Ensuite, ce qui est extrêmement important et nouveau, c’est l’analyse faite par Marx, dans le livre II du Capital, de la reproduction de l’ensemble du capital social. Ici encore, il envisage non un phénomène individuel, mais un phénomène général, non une fraction de l’économie sociale, mais la totalité de cette dernière. En rectifiant l’erreur des économistes classiques mentionnée plus haut, Marx divise toute la production sociale en deux grandes sections : I) la production des moyens de production et II) la production des biens de consommation ; après quoi, opérant sur des chiffres, il étudie minutieusement la circulation de l’ensemble du capital social, tant dans la reproduction qui existait dans ses anciennes dimensions que dans le cas de l’accumulation. Dans le livre III du Capital se trouve résolu, d’après la loi de la valeur, le problème du taux moyen du profit. L’oeuvre de Marx constitue un progrès considérable dans la science économique du fait que son analyse part des phénomènes économiques de masse, de l’ensemble de l’économie sociale et non pas de cas isolés ou de l’aspect extérieur superficiel de la concurrence, auxquels se bornent souvent l’économie politique vulgaire ou la moderne "théorie de l’utilité marginale". Marx examine tout d’abord l’origine de la plus-value, et n’envisage qu’ensuite sa décomposition en profit, intérêt et rente foncière. Le profit est le rapport de la plus-value à l’ensemble du capital engagé dans une entreprise. Le capital à "composition organique élevée" (c’est-à-dire où le capital constant dépasse le capital variable dans une proportion supérieure à la moyenne sociale) donne un taux de profit inférieur à la moyenne. Le capital à "composition organique basse" donne un taux de profit supérieur à la moyenne. La concurrence entre les capitaux et leur libre passage d’une branche à l’autre ramènent, dans les deux cas, le taux de profit au taux moyen. La somme des valeurs de toutes les marchandises dans une société donnée coïncide avec la somme des prix des marchandises, mais, dans chaque entreprise et dans chaque branche de production prise à part, la concurrence fait que les marchandises sont vendues non à leur valeur, mais au prix de production, lequel est égal au capital dépensé augmenté du profit moyen.

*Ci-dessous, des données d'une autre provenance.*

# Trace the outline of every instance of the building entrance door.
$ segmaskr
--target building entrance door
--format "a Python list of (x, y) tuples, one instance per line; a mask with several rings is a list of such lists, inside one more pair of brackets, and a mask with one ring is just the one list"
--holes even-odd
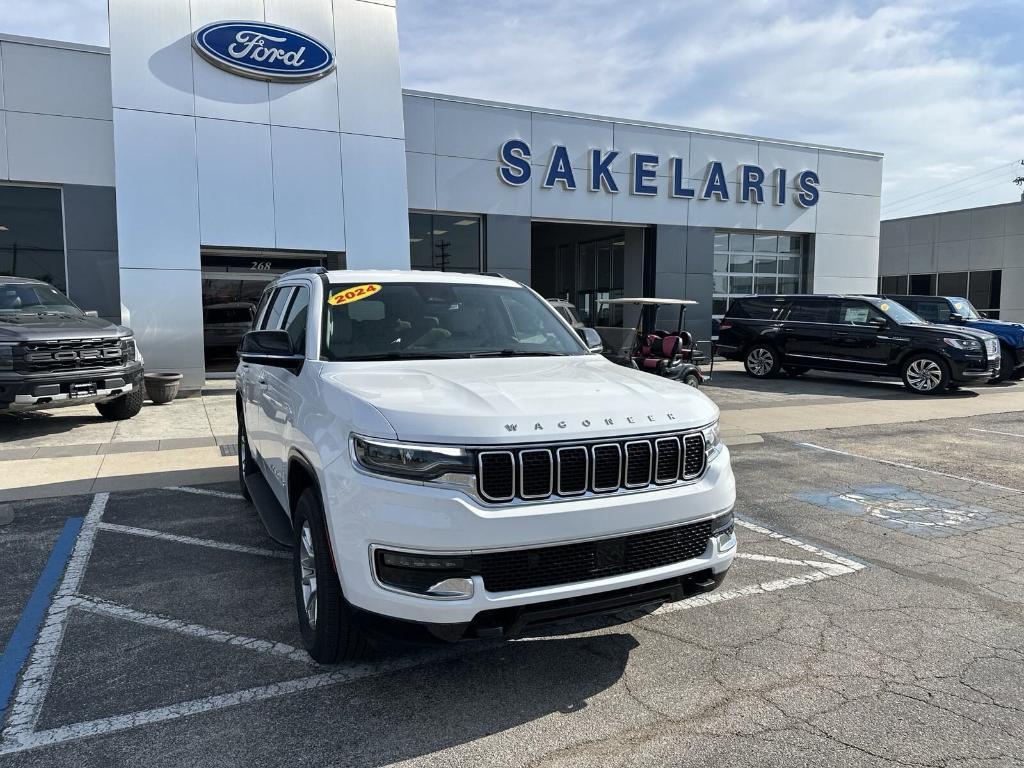
[(302, 267), (338, 268), (340, 254), (203, 251), (203, 351), (208, 374), (233, 373), (236, 350), (252, 326), (267, 285)]

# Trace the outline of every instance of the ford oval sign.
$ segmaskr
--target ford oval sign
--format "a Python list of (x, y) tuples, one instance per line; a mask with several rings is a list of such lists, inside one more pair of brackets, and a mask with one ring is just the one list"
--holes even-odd
[(214, 66), (256, 80), (302, 82), (334, 69), (334, 54), (309, 35), (262, 21), (216, 21), (192, 35)]

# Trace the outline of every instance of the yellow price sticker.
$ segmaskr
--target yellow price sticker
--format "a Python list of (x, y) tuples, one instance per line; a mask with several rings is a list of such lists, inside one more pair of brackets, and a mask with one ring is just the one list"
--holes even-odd
[(883, 312), (888, 312), (889, 311), (889, 305), (888, 304), (883, 304), (882, 305), (882, 311)]
[(332, 307), (338, 307), (342, 304), (351, 304), (353, 301), (359, 301), (365, 299), (367, 296), (373, 296), (380, 290), (380, 285), (377, 283), (367, 283), (366, 285), (354, 285), (351, 288), (342, 288), (337, 293), (331, 294), (331, 298), (327, 300), (327, 303)]

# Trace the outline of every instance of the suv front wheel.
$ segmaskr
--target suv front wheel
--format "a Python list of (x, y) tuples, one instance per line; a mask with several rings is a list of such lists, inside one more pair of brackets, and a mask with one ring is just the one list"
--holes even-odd
[(949, 366), (935, 355), (911, 355), (903, 363), (903, 385), (920, 395), (936, 395), (949, 387)]
[(135, 387), (127, 395), (115, 397), (113, 400), (107, 400), (104, 403), (96, 403), (96, 410), (105, 419), (124, 421), (138, 415), (139, 411), (142, 410), (142, 401), (145, 397), (146, 394), (143, 392), (142, 387)]
[(781, 365), (779, 353), (768, 344), (755, 344), (747, 350), (747, 356), (743, 358), (743, 367), (755, 379), (775, 376)]

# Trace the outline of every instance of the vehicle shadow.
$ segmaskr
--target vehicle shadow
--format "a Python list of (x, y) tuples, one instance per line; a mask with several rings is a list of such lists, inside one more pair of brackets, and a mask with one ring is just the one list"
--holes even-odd
[(276, 748), (289, 755), (343, 749), (346, 765), (367, 768), (422, 757), (585, 709), (622, 678), (637, 646), (629, 634), (510, 642), (325, 689), (310, 702), (316, 722), (285, 729), (294, 743)]
[[(1013, 386), (1013, 382), (1005, 384)], [(1003, 383), (990, 385), (979, 382), (970, 386), (971, 389), (950, 389), (939, 395), (931, 395), (931, 397), (953, 399), (979, 397), (980, 392), (977, 390), (1002, 387)], [(719, 371), (716, 369), (712, 383), (707, 386), (707, 389), (709, 391), (721, 389), (810, 397), (846, 396), (870, 400), (919, 400), (925, 397), (907, 391), (898, 379), (876, 379), (870, 376), (819, 371), (809, 371), (800, 376), (781, 374), (772, 379), (755, 379), (744, 371)]]

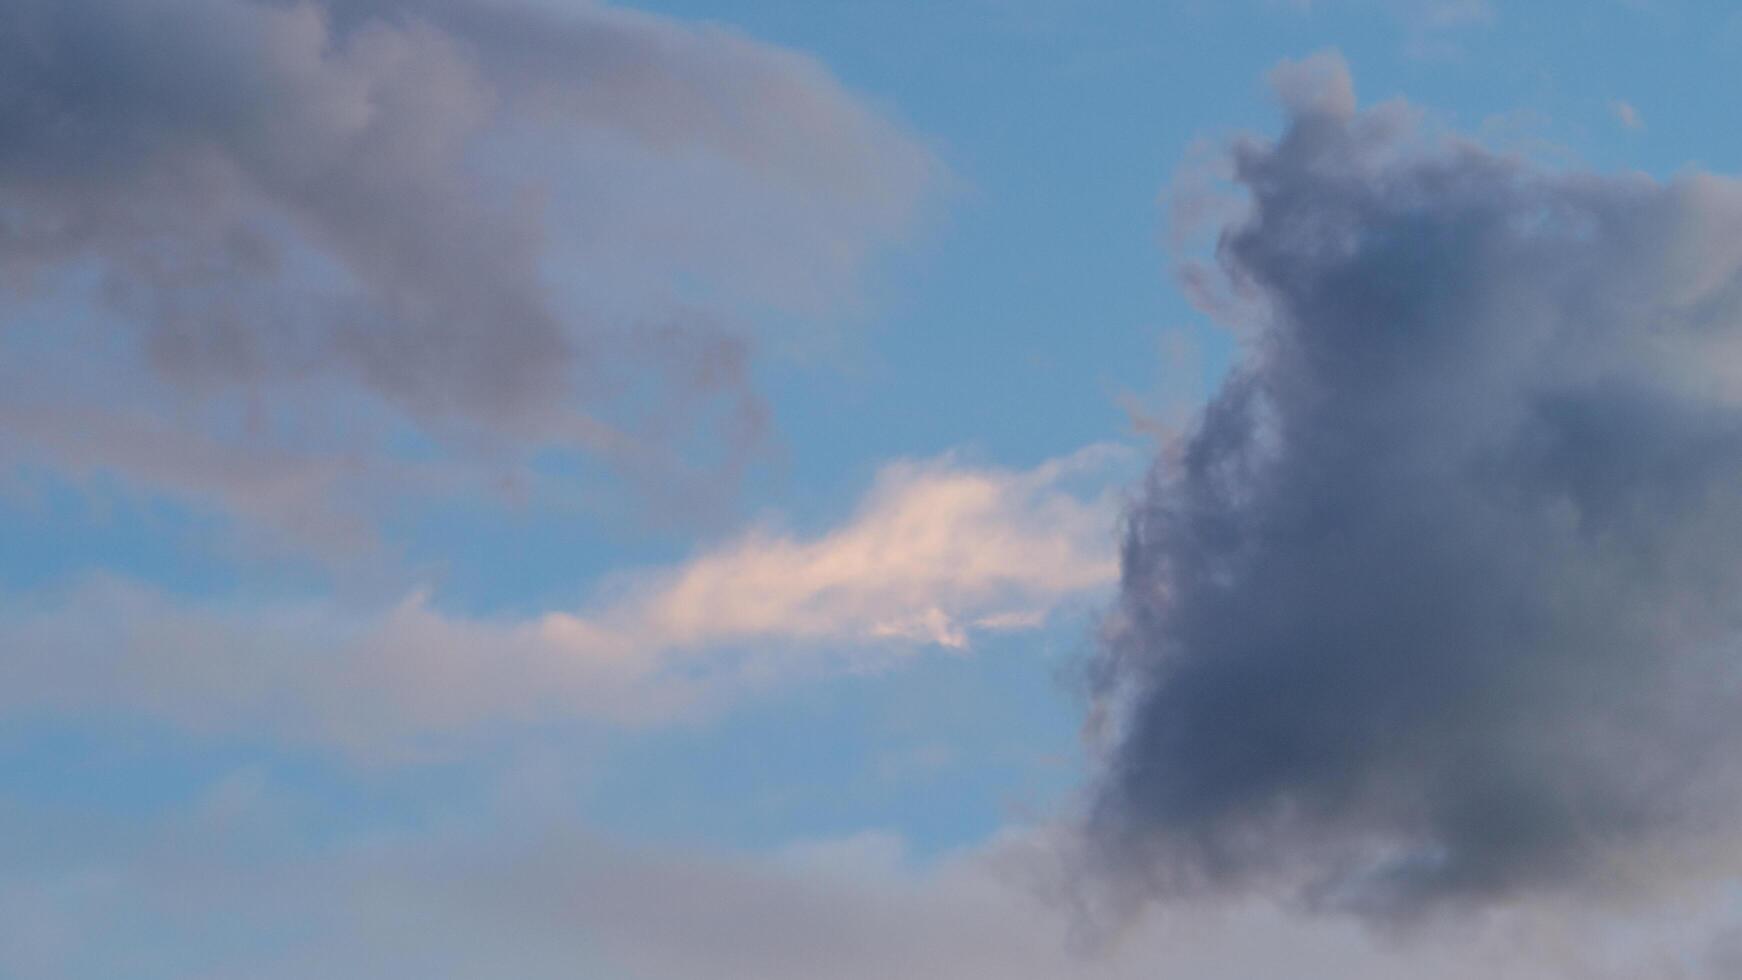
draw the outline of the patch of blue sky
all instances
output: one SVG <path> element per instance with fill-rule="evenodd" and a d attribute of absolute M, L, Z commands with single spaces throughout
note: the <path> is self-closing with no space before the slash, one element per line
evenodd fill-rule
<path fill-rule="evenodd" d="M 150 583 L 207 599 L 317 595 L 317 556 L 247 539 L 229 518 L 102 470 L 68 476 L 34 463 L 0 474 L 0 598 L 93 579 Z"/>
<path fill-rule="evenodd" d="M 645 842 L 774 849 L 866 830 L 924 860 L 1060 814 L 1081 779 L 1073 655 L 1087 623 L 935 650 L 625 734 L 577 792 L 589 822 Z"/>

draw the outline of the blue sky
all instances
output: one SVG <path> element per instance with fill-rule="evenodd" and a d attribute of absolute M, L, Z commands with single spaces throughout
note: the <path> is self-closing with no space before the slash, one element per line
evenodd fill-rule
<path fill-rule="evenodd" d="M 1153 748 L 1126 518 L 1265 347 L 1170 209 L 1347 77 L 1545 185 L 1742 172 L 1726 5 L 142 10 L 0 0 L 0 977 L 1742 962 L 1725 876 L 1400 946 L 1049 863 Z"/>

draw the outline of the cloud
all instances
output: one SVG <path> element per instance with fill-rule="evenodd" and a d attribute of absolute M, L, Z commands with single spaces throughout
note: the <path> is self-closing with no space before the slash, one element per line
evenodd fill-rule
<path fill-rule="evenodd" d="M 1627 129 L 1643 129 L 1645 127 L 1645 118 L 1639 114 L 1639 110 L 1634 108 L 1631 102 L 1616 99 L 1609 103 L 1609 111 L 1615 114 L 1615 121 Z"/>
<path fill-rule="evenodd" d="M 1299 61 L 1284 60 L 1270 70 L 1272 90 L 1296 116 L 1348 119 L 1355 114 L 1355 81 L 1342 56 L 1320 51 Z"/>
<path fill-rule="evenodd" d="M 941 172 L 809 58 L 603 4 L 4 0 L 0 63 L 0 417 L 238 455 L 742 449 L 745 323 L 851 304 Z"/>
<path fill-rule="evenodd" d="M 1383 919 L 1724 873 L 1742 183 L 1430 139 L 1344 74 L 1231 148 L 1246 350 L 1126 515 L 1098 860 Z"/>
<path fill-rule="evenodd" d="M 1047 894 L 1045 831 L 917 865 L 885 833 L 761 855 L 635 847 L 504 801 L 439 826 L 298 838 L 298 803 L 242 772 L 126 828 L 9 814 L 0 969 L 23 980 L 1724 976 L 1688 966 L 1715 927 L 1666 913 L 1545 916 L 1379 946 L 1260 902 L 1151 916 L 1117 945 L 1088 946 Z M 74 862 L 69 835 L 92 837 Z"/>
<path fill-rule="evenodd" d="M 886 467 L 816 537 L 765 528 L 623 577 L 578 612 L 457 617 L 198 603 L 119 581 L 16 597 L 0 617 L 0 708 L 120 712 L 392 756 L 502 724 L 687 717 L 916 645 L 1033 629 L 1109 586 L 1121 453 L 1013 472 Z M 1084 489 L 1087 488 L 1087 489 Z"/>

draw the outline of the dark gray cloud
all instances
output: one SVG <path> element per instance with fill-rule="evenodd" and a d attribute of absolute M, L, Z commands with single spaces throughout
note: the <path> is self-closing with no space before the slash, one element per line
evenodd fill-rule
<path fill-rule="evenodd" d="M 850 302 L 939 169 L 808 58 L 590 3 L 0 0 L 0 132 L 0 418 L 667 476 L 757 438 L 745 321 Z"/>
<path fill-rule="evenodd" d="M 1215 249 L 1245 355 L 1128 514 L 1094 665 L 1102 857 L 1397 918 L 1721 866 L 1742 184 L 1431 138 L 1331 56 L 1273 81 Z"/>

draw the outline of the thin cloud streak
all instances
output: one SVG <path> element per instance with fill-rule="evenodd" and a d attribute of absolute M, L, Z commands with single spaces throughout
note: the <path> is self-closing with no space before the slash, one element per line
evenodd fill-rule
<path fill-rule="evenodd" d="M 682 720 L 796 678 L 1044 625 L 1117 574 L 1107 486 L 1121 458 L 893 464 L 827 534 L 754 531 L 621 578 L 584 611 L 521 620 L 456 617 L 422 595 L 357 613 L 202 604 L 121 581 L 24 597 L 0 623 L 13 651 L 0 705 L 385 756 L 499 724 Z"/>

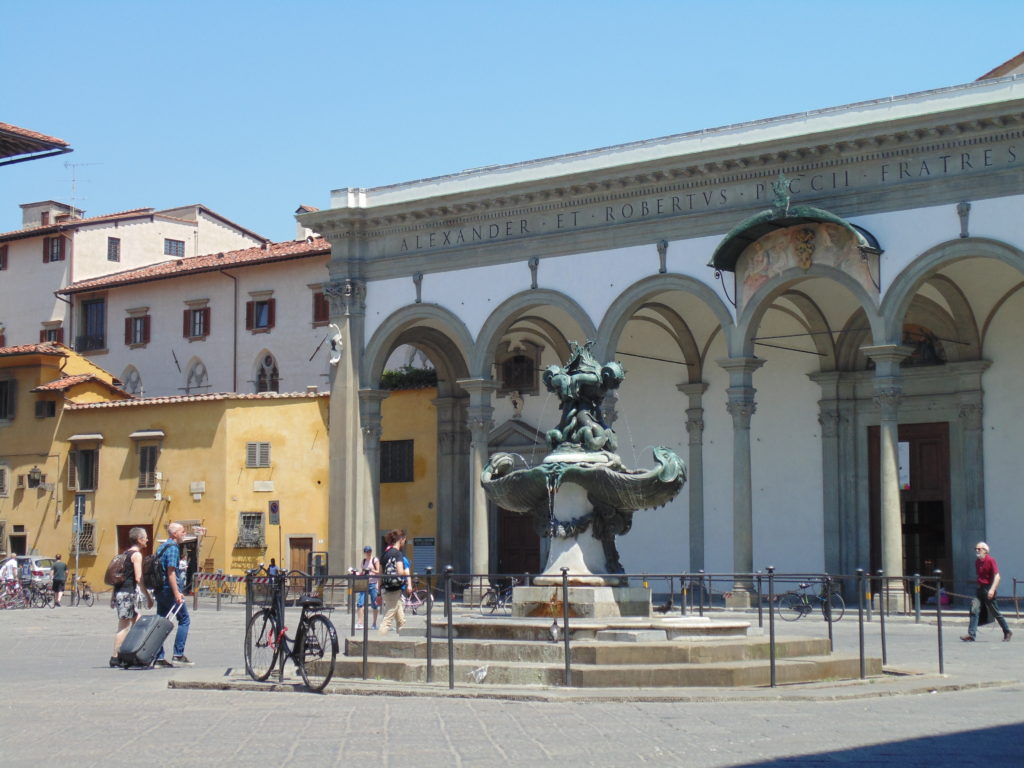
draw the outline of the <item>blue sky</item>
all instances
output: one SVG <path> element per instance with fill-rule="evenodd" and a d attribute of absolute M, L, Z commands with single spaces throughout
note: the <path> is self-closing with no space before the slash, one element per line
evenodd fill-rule
<path fill-rule="evenodd" d="M 87 215 L 198 202 L 287 240 L 338 187 L 968 82 L 1022 22 L 1019 0 L 9 2 L 0 121 L 75 151 L 0 168 L 0 231 L 74 172 Z"/>

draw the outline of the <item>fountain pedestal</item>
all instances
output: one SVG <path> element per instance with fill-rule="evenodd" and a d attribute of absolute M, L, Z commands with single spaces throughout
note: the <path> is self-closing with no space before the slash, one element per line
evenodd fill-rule
<path fill-rule="evenodd" d="M 562 580 L 557 586 L 516 587 L 512 615 L 562 620 Z M 651 591 L 643 587 L 569 587 L 569 615 L 573 618 L 611 619 L 651 616 Z"/>

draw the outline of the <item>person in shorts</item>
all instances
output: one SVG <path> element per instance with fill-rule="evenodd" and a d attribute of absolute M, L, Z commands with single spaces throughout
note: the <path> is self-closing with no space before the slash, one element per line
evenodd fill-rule
<path fill-rule="evenodd" d="M 366 591 L 359 593 L 359 602 L 356 603 L 357 608 L 362 608 L 362 613 L 359 614 L 358 624 L 356 629 L 362 629 L 363 624 L 366 622 L 366 597 L 370 597 L 370 607 L 373 609 L 373 629 L 377 628 L 377 616 L 380 614 L 380 560 L 373 556 L 373 547 L 367 544 L 363 547 L 363 569 L 362 573 L 364 576 L 369 576 L 366 584 Z"/>
<path fill-rule="evenodd" d="M 61 598 L 64 597 L 64 584 L 68 578 L 68 564 L 60 559 L 53 562 L 53 602 L 60 608 Z"/>
<path fill-rule="evenodd" d="M 146 596 L 146 607 L 153 607 L 153 596 L 142 583 L 142 550 L 149 544 L 149 534 L 145 528 L 135 527 L 128 531 L 128 542 L 131 546 L 125 550 L 128 554 L 128 566 L 125 568 L 124 581 L 119 587 L 114 587 L 114 594 L 110 598 L 111 607 L 117 611 L 117 633 L 114 635 L 114 655 L 110 657 L 110 666 L 120 667 L 118 654 L 121 652 L 121 643 L 128 636 L 135 622 L 142 615 L 141 595 Z M 141 595 L 140 595 L 141 593 Z"/>

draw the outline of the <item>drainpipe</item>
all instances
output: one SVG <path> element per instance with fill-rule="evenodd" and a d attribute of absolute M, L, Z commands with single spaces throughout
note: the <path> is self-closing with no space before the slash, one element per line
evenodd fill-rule
<path fill-rule="evenodd" d="M 67 333 L 64 335 L 64 346 L 75 348 L 75 304 L 71 299 L 65 299 L 57 291 L 53 292 L 53 295 L 57 297 L 57 301 L 63 301 L 68 305 L 68 327 L 65 329 Z"/>
<path fill-rule="evenodd" d="M 231 391 L 238 391 L 238 278 L 223 269 L 220 273 L 231 278 L 234 285 L 234 302 L 231 309 Z"/>

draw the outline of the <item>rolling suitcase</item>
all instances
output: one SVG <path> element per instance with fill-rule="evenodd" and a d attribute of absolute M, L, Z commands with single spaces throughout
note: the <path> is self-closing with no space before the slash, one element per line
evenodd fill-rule
<path fill-rule="evenodd" d="M 166 616 L 154 613 L 139 618 L 121 643 L 121 650 L 117 654 L 118 660 L 126 667 L 148 667 L 156 661 L 156 655 L 160 653 L 164 641 L 174 629 L 171 618 L 178 613 L 179 606 L 180 603 L 175 604 Z"/>

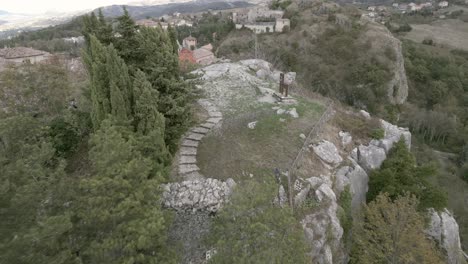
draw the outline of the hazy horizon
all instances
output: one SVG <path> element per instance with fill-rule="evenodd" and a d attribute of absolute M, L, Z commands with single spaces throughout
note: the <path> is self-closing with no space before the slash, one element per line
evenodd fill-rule
<path fill-rule="evenodd" d="M 19 14 L 42 14 L 46 12 L 74 12 L 94 9 L 101 6 L 121 5 L 135 2 L 134 0 L 1 0 L 0 10 Z"/>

Ainsi, l’écart entre le prix et la valeur et l’égalisation du profit, faits incontestables et connus de chacun, sont parfaitement expliqués par Marx grâce à la loi de la valeur, car la somme des valeurs de toutes les marchandises est égale à la somme de leurs prix. Toutefois, la réduction de la valeur (sociale) aux prix (individuels) ne s’opère pas de façon simple et directe, mais d’une manière fort complexe ; il est tout naturel que, dans une société de producteurs dispersés de marchandises, qui ne sont reliés entre eux que par le marché, les lois ne puissent s’exprimer que sous une forme moyenne, sociale, générale, par la compensation réciproque des écarts individuels de part et d’autre de cette moyenne.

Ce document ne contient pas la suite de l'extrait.